- Born: November 16, 1924 New York City, US
- Died: June 16, 2013 (aged 88)
- Education: B.A. Harvard University
- Occupation: Businessman
- Spouse(s): Joan Levine (divorced) Betsey Wells Kriegsman
- Children: 4

= Sam Farber =

American businessman

Samuel Farber (November 16, 1924 – June 16, 2013) was an American industrial designer and businessman.

Farber and his son, John Farber, co-founded OXO, a manufacturer of kitchen utensils and housewares. Farber is credited with revolutionizing the kitchen utensil industry by developing and introducing a line of utensils with plastic-coated black handles through OXO. While more expensive than traditional utensils, the new soft, black handled utensils proved to be a success with consumers.

==Early life==
Sam Farber was born on November 16, 1924, in New York City, though he was raised in nearby Yonkers, New York, the son of Rose (née Winograd) and Louis Farber. His father founded the Sheffield Silver Company and Farber Brothers, which sold serving ware; and served as the president of the Jewish Community Center of Yonkers. He had one brother, Israel Farber. His uncle, Simon Farber, founded Farberware, which manufactures kitchen appliances and cookware.
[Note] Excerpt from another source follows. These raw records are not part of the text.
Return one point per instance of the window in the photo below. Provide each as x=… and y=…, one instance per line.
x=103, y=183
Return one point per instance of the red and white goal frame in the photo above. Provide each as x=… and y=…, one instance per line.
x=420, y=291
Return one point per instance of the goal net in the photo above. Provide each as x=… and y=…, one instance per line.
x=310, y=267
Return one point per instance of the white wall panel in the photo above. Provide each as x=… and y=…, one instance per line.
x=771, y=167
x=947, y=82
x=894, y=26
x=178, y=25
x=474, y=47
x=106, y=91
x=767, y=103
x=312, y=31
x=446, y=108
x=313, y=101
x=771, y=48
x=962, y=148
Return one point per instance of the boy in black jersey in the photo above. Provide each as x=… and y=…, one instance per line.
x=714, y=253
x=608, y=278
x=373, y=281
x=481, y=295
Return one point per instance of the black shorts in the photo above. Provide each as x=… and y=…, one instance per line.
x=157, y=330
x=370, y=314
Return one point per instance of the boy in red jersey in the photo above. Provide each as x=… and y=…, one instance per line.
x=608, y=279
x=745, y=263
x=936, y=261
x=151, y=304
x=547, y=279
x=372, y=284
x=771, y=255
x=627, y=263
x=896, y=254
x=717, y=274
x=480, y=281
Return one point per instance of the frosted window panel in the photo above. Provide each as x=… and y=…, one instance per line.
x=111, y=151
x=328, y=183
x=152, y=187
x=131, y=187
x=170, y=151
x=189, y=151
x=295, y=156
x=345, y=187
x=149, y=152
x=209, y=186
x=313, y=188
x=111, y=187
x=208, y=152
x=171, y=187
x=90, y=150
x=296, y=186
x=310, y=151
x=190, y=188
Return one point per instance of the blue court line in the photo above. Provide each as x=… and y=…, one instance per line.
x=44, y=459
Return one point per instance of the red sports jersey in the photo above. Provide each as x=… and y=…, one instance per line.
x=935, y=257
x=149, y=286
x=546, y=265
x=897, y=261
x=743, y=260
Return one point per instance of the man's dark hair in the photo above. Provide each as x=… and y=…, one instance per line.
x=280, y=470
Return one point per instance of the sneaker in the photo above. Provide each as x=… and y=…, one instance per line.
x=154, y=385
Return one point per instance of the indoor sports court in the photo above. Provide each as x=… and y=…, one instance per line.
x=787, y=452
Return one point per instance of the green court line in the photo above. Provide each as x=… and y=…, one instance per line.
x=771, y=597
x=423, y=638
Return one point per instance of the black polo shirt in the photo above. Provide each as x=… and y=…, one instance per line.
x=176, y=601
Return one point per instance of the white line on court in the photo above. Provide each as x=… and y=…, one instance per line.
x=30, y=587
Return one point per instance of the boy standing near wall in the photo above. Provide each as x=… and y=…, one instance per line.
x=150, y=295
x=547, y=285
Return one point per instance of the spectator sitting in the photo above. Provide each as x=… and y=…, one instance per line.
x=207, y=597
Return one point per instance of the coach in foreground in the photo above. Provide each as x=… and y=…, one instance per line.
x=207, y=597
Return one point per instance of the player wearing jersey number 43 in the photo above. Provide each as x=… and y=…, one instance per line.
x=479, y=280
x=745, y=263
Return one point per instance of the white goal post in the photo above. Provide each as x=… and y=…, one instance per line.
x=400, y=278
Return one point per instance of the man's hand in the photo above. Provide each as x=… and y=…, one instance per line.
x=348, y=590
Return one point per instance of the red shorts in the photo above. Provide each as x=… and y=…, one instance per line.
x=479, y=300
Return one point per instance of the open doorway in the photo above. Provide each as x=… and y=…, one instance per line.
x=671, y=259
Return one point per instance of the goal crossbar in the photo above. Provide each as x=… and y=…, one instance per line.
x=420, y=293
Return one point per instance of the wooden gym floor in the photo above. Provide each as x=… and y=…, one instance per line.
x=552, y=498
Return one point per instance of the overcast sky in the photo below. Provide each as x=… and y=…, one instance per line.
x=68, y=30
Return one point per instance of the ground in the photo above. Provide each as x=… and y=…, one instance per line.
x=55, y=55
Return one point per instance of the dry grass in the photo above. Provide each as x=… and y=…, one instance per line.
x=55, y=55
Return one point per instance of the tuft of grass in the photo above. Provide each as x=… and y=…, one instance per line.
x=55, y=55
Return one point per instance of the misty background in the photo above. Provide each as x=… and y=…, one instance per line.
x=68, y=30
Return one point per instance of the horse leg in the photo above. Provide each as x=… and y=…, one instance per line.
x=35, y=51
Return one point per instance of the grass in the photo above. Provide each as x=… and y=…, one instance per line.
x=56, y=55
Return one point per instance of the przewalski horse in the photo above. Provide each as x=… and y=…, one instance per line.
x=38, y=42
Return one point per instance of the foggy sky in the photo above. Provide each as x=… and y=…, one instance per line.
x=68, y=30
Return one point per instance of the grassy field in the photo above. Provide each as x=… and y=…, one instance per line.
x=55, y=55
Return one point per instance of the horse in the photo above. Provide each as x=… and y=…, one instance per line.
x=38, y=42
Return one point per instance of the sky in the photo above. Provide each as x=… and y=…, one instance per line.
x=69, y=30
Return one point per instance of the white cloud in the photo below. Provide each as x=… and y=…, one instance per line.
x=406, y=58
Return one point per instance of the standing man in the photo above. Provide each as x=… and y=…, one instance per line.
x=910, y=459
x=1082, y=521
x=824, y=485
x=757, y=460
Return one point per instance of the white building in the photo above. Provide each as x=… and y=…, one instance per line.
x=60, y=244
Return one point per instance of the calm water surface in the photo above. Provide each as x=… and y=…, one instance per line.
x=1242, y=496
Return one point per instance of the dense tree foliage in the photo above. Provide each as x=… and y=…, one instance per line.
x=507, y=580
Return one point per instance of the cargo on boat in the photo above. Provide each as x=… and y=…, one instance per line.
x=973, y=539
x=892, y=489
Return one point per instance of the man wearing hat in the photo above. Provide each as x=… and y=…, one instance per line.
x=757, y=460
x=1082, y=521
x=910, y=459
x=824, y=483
Farber served in North Africa and Turkey during World War II as a member of the Army Air Forces. He received a bachelor's degree in economics from Harvard University in 1946.

==Career==
===Copco===
In 1960, Farber founded Copco, which manufactured enamel-coated, cast iron cookware. He sold Copco in 1982, largely retiring from the industry at the time of the sale.

===OXO===
Farber founded OXO as a result of improvements he made to an everyday vegetable peeler. While vacationing in a rented home in southern France, his wife, Betsy Farber, who suffered from arthritis, was trying to peel apples, which proved difficult using a peeler with a standard design. The difficulties presented by available peelers (and their handles) sparked an idea for Sam for a more inclusive design. He and his son, John, hired Smart Design, an industrial design firm based in New York City, with whom they created a new product line of kitchen utensils fitted with soft plastic-coated black handles, which made them easier to hold and use, and more aesthetically appealing than other utensils.

Farber unveiled the new line at the Gourmet Products Show in San Francisco, California, in 1990. He named his company "OXO" for its "backward, upside-down and vertical graphic symmetry." Farber's OXO products were more expensive than competitors', but the line proved a hit with consumers, who were willing to pay more for the new, easier-to-use utensils.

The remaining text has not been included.